Dilation and Curettage Recovery
After the procedure, your doctor may want you to spend a couple of hours in the recovery room to monitor for complications. You may feel drowsy from the effects of sedation or anesthesia, and you may not be able to drive. Make sure you have a partner, close friend, or relative available to take you home.
It’s normal to experience some mild cramps and spotting or light vaginal bleeding for a few days after the procedure. You may take ibuprofen to relieve the pain, a common side effect, as instructed by your physician. Avoid putting anything in your vagina (no intercourse or tampons) for at least 2 weeks after a D&C to prevent infection. Using sanitary pads is recommended for light vaginal bleeding during your recovery.
Your menstrual period may be late this month since your uterus will have to build up a new lining after a D&C. Most women can return to normal activities within a few days, and some feel good enough to return to normal non-strenuous activity within 24 hours.

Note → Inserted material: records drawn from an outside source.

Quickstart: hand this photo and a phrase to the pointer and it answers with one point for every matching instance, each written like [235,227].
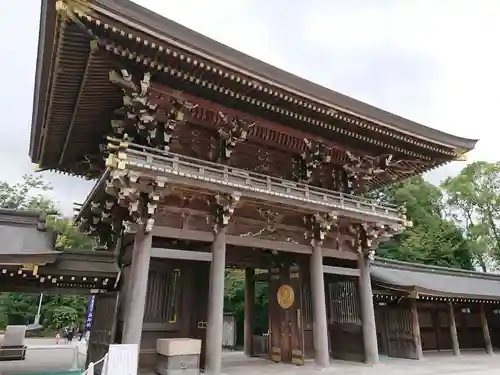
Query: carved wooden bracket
[365,237]
[315,155]
[234,131]
[318,226]
[221,209]
[271,218]
[141,117]
[361,169]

Risks of Dilation and Curettage
A D&C procedure is very safe, but no surgical procedure is without its risks. Some complications that may arise during a D&C include:
This may be treated by applying pressure to the cervix or administering stitches to stop the bleeding.
If the surgeon accidentally punctures a hole in the uterus with a surgical instrument, the wound will usually heal on its own. However, severe perforations that damage a blood vessel or another organ may need to be surgically treated.
Surgical instruments are carefully sterilized, but there is always the risk of infection. Call your doctor if you have heavy bleeding, light bleeding that lasts three weeks or more, cramps that last for three days or more, worsening pain, vaginal odor, or a fever.
Very rarely, a D&C procedure could scar the uterine lining. This is called Asherman’s syndrome and is more common when the D&C is performed after childbirth or miscarriage. Scar tissue on the uterus can sometimes lead to abnormal or painful periods, miscarriages, or trouble getting pregnant in the future.
Your health care provider will discuss the results of the procedure and provide medical advice after the D&C or at a follow-up appointment.